In questo esperimento, la virulenza dipendente dalla dose di BCG lux è stata osservata nelle larve di G.mellonella per un periodo di incubazione di 96 ore. La dose letale richiesta per la mortalità larvale del 50% è stata determinata essere una per 10 alla potenza di sette CFU. I gruppi di controllo iniettati con una dose di 10 microliter di PBS-T o quelli semplicemente pungenti che simulano lesioni dell'ago non hanno influenzato la salute larvale o portato a un aumento della mortalità.
Per le larve infettate dal due volte 10 al potere di sette dosi di CFU di BCG lux, la melanizzazione della linea dorsale larvale è stata osservata da 48 ore dopo l'infezione e la melanizzazione sistemica è stata osservata da 96 ore dopo l'infezione. L'infezione da una per 10 alla potenza di sette dosi di CFU di BCG lux ha portato a un declino iniziale della bioluminescenza entro le prime 72 ore dopo l'infezione. Tuttavia, dopo 72 ore dopo l'infezione, la bioluminescenza di BCG lux ha iniziato ad stabilizzarsi, indicando la creazione di infezione persistente.

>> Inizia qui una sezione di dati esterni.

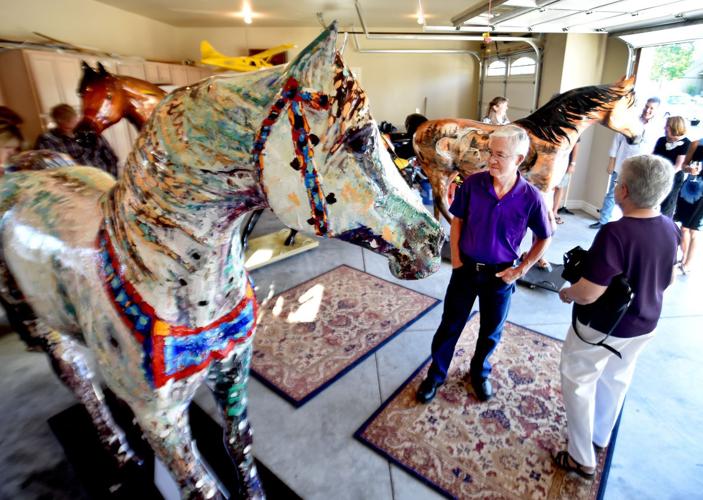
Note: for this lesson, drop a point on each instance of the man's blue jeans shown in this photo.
(606, 210)
(494, 301)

In questo particolare sistema di infezione, il rapporto in vivo di RLU e CFU variava da 2:1 a 5:1 con una media di 4:1 nel corso di 168 ore. Durante l'iniezione, ricordarsi di fissare le larve in modo che il rischio di sovrapenetrazione sia ridotto al minimo. La puntura accidentale dell'intestino potrebbe portare ad un aumento della mortalità.
Effettuando analisi istopatologiche, è possibile visualizzare l'introduzione di micobatteri con le cellule ospiti. Ulteriori analisi trascritomiche potrebbero rivelare l'interazione a livello genomico. L'uso di questo modello di infezione può consentire il test rapido di nuovi candidati ai farmaci in una fase precoce dello sviluppo, riducendo significativamente il numero di animali utilizzati nello screening farmacologico.
Questo modello di infezione richiede l'uso di una siringa, che può essere associata a lesioni da puntura d'ago. Si consiglia l'uso della nostra tecnica di iniezione per ridurre al minimo tale rischio.